The protest was led by the Harvard chapter of Students for a Democratic Society. Members of the group led about 300 students to the home of Harvard’s President, Nathan M. Pusey ’28, and tacked a list of demands to the door. The students targeted Harvard’s Reserve Officers’ Training Corps (ROTC). Among the demands, they wanted ROTC to be dissolved and they wanted alternative scholarships for students enrolled in ROTC.
The students then crowded into University Hall and chained the doors shut. They pledged to only use nonviolent disobedience, but the University administrators decided to call in the city and state police: with clubs and mace, the police quickly broke up the rally and arrested over 100 students, but the protest did not end without reprieve.

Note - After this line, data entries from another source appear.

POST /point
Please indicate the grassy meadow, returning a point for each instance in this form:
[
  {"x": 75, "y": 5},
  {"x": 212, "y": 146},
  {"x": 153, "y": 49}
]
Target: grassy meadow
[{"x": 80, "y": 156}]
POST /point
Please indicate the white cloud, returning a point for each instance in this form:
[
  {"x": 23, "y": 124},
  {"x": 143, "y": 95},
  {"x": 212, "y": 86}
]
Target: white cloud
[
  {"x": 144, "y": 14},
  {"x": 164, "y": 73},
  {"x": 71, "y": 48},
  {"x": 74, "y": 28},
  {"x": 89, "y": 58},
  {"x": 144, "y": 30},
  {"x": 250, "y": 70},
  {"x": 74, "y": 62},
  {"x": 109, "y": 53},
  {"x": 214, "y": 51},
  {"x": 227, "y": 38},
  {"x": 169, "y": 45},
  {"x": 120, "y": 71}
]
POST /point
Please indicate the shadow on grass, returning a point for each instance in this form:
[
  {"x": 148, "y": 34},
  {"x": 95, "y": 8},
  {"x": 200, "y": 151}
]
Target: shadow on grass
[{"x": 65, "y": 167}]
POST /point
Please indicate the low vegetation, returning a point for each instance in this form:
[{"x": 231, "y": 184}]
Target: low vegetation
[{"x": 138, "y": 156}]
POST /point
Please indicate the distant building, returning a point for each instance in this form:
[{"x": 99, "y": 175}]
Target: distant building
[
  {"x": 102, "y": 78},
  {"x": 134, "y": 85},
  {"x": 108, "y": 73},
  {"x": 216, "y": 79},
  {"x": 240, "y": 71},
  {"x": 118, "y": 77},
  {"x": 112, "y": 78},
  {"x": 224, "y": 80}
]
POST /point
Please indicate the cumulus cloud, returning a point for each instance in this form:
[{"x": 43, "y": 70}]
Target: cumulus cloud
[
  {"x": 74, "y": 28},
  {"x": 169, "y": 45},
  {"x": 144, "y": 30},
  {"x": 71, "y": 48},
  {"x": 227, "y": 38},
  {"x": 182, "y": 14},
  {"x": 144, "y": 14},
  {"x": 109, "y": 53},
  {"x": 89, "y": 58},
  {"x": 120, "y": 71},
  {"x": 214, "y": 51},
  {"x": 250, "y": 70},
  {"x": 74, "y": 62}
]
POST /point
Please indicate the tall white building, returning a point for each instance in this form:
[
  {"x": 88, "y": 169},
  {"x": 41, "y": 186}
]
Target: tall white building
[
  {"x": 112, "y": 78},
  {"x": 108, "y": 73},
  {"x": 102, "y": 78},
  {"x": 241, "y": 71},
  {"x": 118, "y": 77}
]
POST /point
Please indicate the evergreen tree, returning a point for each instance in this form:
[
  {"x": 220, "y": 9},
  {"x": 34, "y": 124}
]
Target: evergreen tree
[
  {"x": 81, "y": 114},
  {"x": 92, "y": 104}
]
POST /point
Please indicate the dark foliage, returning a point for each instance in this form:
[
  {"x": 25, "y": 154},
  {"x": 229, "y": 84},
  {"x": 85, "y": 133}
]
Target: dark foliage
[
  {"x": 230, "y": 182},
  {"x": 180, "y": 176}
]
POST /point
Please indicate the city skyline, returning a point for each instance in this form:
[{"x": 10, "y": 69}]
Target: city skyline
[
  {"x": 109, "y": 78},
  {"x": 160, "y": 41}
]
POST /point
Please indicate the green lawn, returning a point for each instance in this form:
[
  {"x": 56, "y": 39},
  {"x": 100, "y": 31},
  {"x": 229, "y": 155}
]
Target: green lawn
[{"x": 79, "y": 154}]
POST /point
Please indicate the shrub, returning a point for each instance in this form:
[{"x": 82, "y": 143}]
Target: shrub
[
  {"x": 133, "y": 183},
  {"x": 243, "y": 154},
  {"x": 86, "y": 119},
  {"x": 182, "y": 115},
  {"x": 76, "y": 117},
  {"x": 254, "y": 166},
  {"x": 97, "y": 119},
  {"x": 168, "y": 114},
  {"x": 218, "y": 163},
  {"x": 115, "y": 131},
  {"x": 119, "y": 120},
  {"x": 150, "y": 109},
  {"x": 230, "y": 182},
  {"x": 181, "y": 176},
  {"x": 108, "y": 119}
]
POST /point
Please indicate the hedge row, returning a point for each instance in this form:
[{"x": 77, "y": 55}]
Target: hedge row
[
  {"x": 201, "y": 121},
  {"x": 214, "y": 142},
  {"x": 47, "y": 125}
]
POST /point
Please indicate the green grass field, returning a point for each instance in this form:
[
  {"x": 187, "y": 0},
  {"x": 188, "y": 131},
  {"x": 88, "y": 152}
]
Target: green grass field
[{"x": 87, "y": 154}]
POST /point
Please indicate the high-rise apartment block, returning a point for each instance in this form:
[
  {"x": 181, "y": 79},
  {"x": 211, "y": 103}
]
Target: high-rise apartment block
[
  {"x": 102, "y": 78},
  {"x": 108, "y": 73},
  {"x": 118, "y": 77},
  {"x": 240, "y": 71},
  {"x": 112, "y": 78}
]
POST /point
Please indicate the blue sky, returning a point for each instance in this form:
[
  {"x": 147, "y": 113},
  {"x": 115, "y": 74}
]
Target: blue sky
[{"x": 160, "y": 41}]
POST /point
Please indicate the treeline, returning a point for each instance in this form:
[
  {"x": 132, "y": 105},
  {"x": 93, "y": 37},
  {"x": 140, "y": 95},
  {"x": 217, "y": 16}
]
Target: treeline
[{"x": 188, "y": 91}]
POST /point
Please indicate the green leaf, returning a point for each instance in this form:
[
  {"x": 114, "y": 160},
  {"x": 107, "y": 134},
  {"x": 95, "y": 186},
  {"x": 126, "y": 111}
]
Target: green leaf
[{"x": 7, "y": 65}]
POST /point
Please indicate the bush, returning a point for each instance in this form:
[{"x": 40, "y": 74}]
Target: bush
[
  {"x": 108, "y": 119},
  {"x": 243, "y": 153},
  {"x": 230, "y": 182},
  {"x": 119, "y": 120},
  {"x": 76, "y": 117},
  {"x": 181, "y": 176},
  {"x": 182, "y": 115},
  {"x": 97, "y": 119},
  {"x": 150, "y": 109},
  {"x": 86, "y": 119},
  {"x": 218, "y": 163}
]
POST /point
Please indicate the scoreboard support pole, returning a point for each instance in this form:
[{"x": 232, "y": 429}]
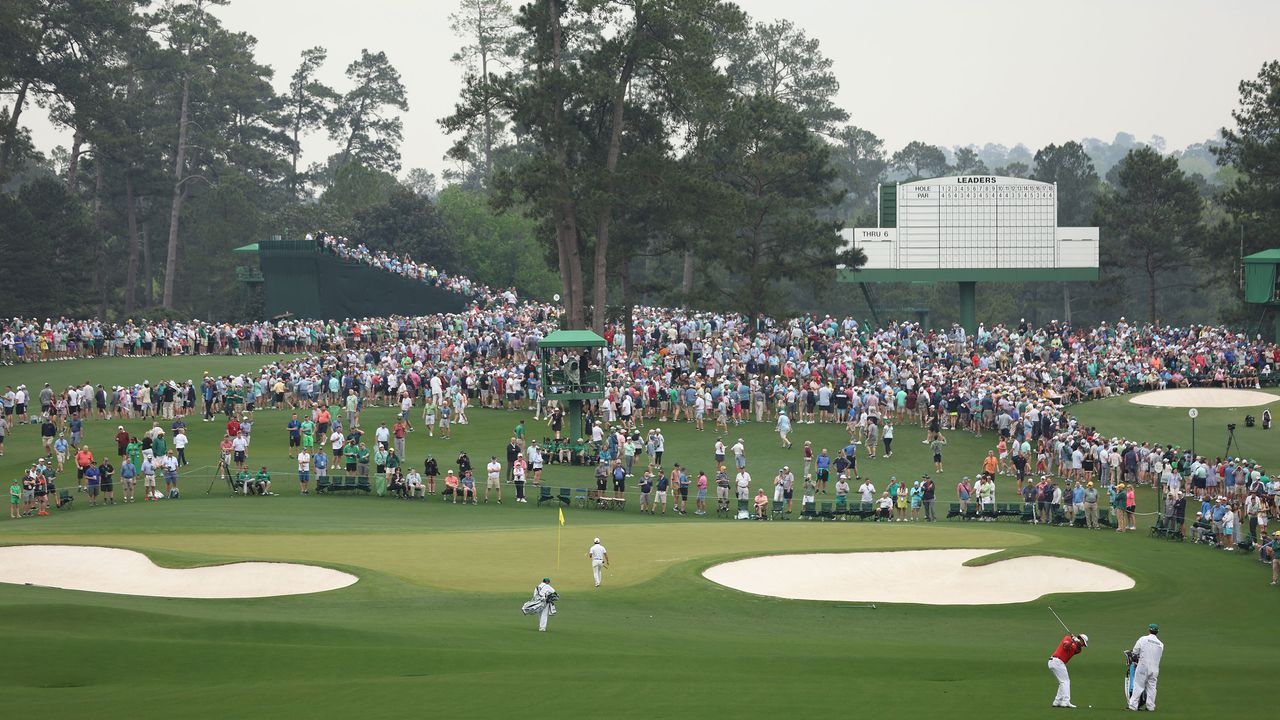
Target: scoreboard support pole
[{"x": 968, "y": 306}]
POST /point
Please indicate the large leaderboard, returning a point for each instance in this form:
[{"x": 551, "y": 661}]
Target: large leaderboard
[
  {"x": 979, "y": 223},
  {"x": 969, "y": 229}
]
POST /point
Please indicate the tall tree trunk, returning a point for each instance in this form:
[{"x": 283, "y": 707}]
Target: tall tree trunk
[
  {"x": 10, "y": 132},
  {"x": 131, "y": 214},
  {"x": 149, "y": 277},
  {"x": 101, "y": 276},
  {"x": 600, "y": 286},
  {"x": 293, "y": 153},
  {"x": 170, "y": 261},
  {"x": 629, "y": 322},
  {"x": 686, "y": 282},
  {"x": 565, "y": 210},
  {"x": 73, "y": 163},
  {"x": 1151, "y": 296},
  {"x": 483, "y": 44}
]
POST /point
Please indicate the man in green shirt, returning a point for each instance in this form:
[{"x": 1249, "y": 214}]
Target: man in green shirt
[
  {"x": 362, "y": 461},
  {"x": 309, "y": 434},
  {"x": 135, "y": 451},
  {"x": 351, "y": 454},
  {"x": 1274, "y": 546},
  {"x": 159, "y": 446}
]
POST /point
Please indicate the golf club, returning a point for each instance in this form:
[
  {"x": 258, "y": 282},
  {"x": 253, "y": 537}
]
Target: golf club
[{"x": 1061, "y": 623}]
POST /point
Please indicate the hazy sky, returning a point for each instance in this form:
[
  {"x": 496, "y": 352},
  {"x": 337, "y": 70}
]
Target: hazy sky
[{"x": 946, "y": 72}]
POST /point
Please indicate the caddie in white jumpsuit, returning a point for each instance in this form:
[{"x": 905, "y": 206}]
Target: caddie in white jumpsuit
[
  {"x": 544, "y": 591},
  {"x": 1150, "y": 650},
  {"x": 599, "y": 559}
]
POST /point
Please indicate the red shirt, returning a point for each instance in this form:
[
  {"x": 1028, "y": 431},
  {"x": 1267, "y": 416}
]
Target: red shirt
[{"x": 1068, "y": 648}]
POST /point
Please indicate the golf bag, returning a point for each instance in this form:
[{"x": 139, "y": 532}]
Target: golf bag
[
  {"x": 1130, "y": 671},
  {"x": 535, "y": 605}
]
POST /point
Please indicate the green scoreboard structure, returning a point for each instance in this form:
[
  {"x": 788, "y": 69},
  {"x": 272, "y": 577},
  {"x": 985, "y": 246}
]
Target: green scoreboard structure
[
  {"x": 1262, "y": 282},
  {"x": 969, "y": 229},
  {"x": 571, "y": 368}
]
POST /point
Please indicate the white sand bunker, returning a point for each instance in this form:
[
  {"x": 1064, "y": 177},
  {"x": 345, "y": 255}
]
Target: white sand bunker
[
  {"x": 928, "y": 577},
  {"x": 123, "y": 572},
  {"x": 1203, "y": 397}
]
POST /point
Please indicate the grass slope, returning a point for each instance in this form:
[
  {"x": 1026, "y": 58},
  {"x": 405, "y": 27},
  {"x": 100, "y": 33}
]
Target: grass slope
[{"x": 433, "y": 624}]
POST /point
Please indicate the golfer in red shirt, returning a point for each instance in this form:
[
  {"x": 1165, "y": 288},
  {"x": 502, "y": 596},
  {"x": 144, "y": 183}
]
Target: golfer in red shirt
[{"x": 1066, "y": 650}]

The tenacious students moved to Memorial Church, now joined by outraged faculty. After an extended strike and a boycott of classes, the University eventually caved to the protestors’ demands.
The spirit of Vietnam was echoed in 2001, when nearly 50 students from the Progressive Student Labor Movement (PSLM) began a sit-in at Mass. Hall, pleading the administration for a “living wage” for University workers. “I think it’ll work,” one worker told The Crimson as he marched. “It’s worked in the past.” Later that year, Harvard began renegotiating contracts with its workers and raised most wages above the Cambridge living wage level.
Harvard students still take part in protests: pickets for labor rights, rallies for environmental protection, marches for the LGBT movement, and now the occupation of Wall Street and Boston. There will always different causes, met with different amounts of fervor or apathy—but it seems the rancid taste of butter lingers still in the mouths of Harvard youth.